Scalar-Wave Signatures of Wormholes in Dark Matter Halos

Abstract

We identify scalar-wave signatures of massless fields propagating in static, spherically symmetric wormholes embedded within realistic dark matter halos. Starting from a general line element with arbitrary redshift and shape functions, we recast the radial Klein-Gordon equation in Schr\"odinger form, explicitly separating contributions from gravitational redshift, spatial curvature, and angular momentum. The dynamics reduce to a generalized Helmholtz equation with a space- and frequency-dependent effective refractive index that encodes the throat geometry, halo curvature, and centrifugal effects, asymptotically recovering free-space propagation.

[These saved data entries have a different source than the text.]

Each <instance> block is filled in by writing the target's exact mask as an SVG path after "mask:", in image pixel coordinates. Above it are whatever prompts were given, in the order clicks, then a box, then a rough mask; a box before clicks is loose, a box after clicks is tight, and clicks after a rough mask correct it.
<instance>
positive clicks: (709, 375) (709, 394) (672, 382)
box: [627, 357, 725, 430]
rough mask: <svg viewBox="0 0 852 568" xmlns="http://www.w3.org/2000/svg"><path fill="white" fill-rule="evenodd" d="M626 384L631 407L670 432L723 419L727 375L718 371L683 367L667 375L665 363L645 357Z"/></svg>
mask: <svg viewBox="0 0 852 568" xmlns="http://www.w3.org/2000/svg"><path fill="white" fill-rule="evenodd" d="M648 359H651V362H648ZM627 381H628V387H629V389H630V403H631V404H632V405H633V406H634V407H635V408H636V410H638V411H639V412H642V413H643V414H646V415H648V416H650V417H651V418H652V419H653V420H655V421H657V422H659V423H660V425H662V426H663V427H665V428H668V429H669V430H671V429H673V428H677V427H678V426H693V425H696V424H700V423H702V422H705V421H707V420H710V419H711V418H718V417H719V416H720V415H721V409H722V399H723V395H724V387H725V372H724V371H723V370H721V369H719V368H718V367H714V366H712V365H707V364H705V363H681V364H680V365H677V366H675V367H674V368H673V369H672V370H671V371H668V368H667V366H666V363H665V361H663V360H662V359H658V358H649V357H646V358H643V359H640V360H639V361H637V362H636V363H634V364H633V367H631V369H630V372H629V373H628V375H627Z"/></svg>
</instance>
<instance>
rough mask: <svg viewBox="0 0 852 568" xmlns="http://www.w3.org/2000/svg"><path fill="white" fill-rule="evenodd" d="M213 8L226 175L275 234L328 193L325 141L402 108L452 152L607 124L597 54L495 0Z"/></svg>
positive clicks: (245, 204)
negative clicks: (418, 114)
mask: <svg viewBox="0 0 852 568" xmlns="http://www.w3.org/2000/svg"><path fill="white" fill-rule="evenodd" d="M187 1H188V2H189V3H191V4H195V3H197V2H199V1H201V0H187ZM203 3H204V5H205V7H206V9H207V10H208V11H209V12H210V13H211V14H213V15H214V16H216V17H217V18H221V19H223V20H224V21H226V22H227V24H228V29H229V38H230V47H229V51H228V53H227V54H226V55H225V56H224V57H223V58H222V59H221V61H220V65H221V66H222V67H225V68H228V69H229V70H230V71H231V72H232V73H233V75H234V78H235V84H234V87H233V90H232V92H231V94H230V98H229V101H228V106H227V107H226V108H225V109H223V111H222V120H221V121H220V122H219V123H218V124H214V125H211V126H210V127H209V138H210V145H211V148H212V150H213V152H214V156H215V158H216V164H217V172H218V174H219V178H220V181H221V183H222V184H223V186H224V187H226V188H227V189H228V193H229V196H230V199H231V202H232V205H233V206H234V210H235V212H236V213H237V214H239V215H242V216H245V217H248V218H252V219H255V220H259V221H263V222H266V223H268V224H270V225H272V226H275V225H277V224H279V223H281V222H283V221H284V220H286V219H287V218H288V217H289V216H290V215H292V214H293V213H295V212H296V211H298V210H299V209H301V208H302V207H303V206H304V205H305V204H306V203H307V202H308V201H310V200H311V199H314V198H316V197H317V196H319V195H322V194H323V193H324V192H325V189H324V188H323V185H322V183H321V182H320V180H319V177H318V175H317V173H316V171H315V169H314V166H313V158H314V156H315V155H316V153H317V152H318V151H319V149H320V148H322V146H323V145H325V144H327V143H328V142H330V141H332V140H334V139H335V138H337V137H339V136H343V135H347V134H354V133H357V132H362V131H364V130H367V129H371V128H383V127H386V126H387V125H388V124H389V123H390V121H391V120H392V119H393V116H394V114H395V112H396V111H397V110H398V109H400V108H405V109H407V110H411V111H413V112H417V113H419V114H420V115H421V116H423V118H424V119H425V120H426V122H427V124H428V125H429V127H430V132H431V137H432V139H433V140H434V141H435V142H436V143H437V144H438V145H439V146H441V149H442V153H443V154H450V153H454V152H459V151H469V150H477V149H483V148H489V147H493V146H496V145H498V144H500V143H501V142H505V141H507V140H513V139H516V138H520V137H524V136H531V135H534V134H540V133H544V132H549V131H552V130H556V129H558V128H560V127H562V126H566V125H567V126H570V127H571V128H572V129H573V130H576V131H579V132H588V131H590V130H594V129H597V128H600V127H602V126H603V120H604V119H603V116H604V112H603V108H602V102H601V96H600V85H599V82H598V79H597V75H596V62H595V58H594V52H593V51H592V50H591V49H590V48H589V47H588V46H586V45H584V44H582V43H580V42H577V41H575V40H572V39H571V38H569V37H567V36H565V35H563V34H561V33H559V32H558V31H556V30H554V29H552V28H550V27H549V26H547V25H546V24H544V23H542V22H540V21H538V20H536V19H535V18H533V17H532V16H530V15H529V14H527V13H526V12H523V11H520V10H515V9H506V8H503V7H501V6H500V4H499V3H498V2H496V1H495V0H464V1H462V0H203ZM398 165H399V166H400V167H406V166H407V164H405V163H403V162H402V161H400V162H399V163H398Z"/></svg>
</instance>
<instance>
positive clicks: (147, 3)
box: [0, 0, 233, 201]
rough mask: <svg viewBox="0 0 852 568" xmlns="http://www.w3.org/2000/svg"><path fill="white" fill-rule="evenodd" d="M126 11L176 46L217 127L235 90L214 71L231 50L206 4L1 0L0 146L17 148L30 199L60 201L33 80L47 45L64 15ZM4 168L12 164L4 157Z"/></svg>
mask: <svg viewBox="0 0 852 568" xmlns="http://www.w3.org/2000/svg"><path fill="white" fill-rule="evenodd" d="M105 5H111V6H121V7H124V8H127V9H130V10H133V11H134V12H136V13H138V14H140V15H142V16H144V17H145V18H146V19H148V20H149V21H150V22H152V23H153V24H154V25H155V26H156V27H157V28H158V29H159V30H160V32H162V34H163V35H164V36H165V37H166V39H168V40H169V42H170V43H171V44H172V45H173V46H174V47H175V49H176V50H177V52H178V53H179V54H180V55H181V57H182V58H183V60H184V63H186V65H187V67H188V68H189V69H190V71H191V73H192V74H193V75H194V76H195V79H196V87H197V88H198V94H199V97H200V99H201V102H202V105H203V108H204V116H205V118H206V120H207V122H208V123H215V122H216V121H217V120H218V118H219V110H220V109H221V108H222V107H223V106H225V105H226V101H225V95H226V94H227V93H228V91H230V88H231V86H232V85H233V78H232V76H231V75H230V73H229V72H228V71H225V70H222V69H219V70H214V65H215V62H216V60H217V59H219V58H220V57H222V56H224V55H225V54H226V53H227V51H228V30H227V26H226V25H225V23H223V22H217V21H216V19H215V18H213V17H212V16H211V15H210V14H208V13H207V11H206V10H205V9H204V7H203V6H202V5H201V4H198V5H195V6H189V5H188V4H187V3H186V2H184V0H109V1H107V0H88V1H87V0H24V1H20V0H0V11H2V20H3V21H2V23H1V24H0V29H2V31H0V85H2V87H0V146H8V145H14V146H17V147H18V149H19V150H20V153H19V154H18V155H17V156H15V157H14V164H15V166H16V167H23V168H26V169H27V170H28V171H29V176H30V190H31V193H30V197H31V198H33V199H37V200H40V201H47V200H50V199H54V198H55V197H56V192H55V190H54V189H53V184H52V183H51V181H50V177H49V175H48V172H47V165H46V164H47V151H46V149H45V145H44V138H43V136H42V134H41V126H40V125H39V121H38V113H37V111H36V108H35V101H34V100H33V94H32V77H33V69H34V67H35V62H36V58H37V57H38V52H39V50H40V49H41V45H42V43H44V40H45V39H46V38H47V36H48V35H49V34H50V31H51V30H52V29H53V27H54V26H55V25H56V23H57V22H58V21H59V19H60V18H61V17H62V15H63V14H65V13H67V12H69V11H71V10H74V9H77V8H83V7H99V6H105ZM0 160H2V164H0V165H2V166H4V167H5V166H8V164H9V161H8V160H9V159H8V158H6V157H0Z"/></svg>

Applying this framework to Navarro-Frenk-White, Thomas-Fermi Bose-Einstein condensate, and Pseudo-Isothermal halo models, and considering zero, Teo-type, and cored redshift functions, we uncover evanescent regions and suppression of high-angular-momentum modes in the vicinity of the throat. High-frequency waves approach the geometric-optics regime, whereas low-frequency modes exhibit strong curvature-induced localization. In the geometric-optics limit, the effective refractive index reproduces null-geodesic trajectories, while finite-frequency effects capture evanescent zones and tunneling phenomena. This work establishes the first exact, non-perturbative framework linking wormhole geometry and realistic dark matter halos to observable scalar-wave propagation phenomena, including evanescence, mode suppression, and frequency-dependent localization.